The total cost of needed new equipment for government end-users (EMA, sheriff, district attorney, probation and HAZMAT) may be $800,000.
At Wednesday's meeting, three initial steps could be accomplished. The commissioners might enter into an agreement with Armstrong and Westmoreland counties to share the purchase price of the switch; they might approve the actual purchase of the switch; and they might approve the purchase of fixed equipment at the tower sites. Stutzman said those purchases are likely to be from Motorola since the current system in Westmoreland County is built around Motorola equipment.
Since early 2008, the commissioners have been saying that while the county is upgrading its public safety radio network, it might be possible at the same time and with reasonable additional expense to also provide broadband access to more homes and businesses in the county's rural areas.
Internet broadband allows for the transfer of large amounts of data at high speeds.

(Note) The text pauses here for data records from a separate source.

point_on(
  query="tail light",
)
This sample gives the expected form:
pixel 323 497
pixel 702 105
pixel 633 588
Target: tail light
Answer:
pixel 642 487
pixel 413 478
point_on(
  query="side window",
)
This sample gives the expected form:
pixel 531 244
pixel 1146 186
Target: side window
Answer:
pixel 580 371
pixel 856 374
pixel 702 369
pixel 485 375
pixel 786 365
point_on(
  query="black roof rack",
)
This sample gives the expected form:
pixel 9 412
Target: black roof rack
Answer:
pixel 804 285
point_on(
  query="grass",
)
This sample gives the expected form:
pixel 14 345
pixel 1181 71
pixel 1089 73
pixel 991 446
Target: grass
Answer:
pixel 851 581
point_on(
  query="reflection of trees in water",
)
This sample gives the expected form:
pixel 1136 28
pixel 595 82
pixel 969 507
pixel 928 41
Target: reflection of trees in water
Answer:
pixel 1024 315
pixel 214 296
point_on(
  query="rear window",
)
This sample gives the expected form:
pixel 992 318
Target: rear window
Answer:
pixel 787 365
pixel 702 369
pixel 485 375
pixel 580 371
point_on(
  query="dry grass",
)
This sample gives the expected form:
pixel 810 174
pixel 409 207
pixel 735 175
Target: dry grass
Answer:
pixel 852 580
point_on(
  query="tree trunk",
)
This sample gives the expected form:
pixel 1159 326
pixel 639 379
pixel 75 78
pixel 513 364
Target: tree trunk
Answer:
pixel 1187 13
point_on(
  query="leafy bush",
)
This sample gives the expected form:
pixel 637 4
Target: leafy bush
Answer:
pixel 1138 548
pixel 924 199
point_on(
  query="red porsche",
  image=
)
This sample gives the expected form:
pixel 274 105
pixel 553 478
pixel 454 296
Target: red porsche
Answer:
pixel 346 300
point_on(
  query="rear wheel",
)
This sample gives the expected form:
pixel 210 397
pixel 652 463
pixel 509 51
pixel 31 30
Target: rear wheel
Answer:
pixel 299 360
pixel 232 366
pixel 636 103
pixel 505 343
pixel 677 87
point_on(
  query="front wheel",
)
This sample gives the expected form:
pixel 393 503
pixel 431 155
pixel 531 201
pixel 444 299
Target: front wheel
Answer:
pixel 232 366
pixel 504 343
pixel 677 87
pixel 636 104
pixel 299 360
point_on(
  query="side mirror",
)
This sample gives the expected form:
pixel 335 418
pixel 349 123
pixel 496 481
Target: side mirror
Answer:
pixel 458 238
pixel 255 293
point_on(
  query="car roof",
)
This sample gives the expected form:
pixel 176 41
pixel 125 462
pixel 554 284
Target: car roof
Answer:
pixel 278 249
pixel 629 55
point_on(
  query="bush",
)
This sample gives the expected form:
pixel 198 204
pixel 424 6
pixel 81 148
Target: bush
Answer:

Indiana and Armstrong counties twice filed a joint application for millions of dollars of federal stimulus money available to areas with limited broadband Internet service. Neither of the applications was funded.
"I'm still disappointed by that," Ruddock said recently, but added he yet hopes to find an alternate way to spread broadband to more parts of the county while the public safety radio system is upgraded.
Ruddock said an alternate bid specification may be requested to include in the radio system the equipment needed to add on broadband service at a later time. Ruddock said it's possible that a private vendor may be willing to extend broadband service "the last mile" into homes and businesses if the necessary infrastructure is already included on the county's emergency radio system towers.
Stutzman estimated that it would cost $1.2 million to $1.4 million more to build the system so that broadband could be added later.
Improving and expanding the emergency capabilities of the public safety radio network is still the No. 1 priority, according to Ruddock.
But, he added, "broadband is a nice add-on" to the upgraded radio system.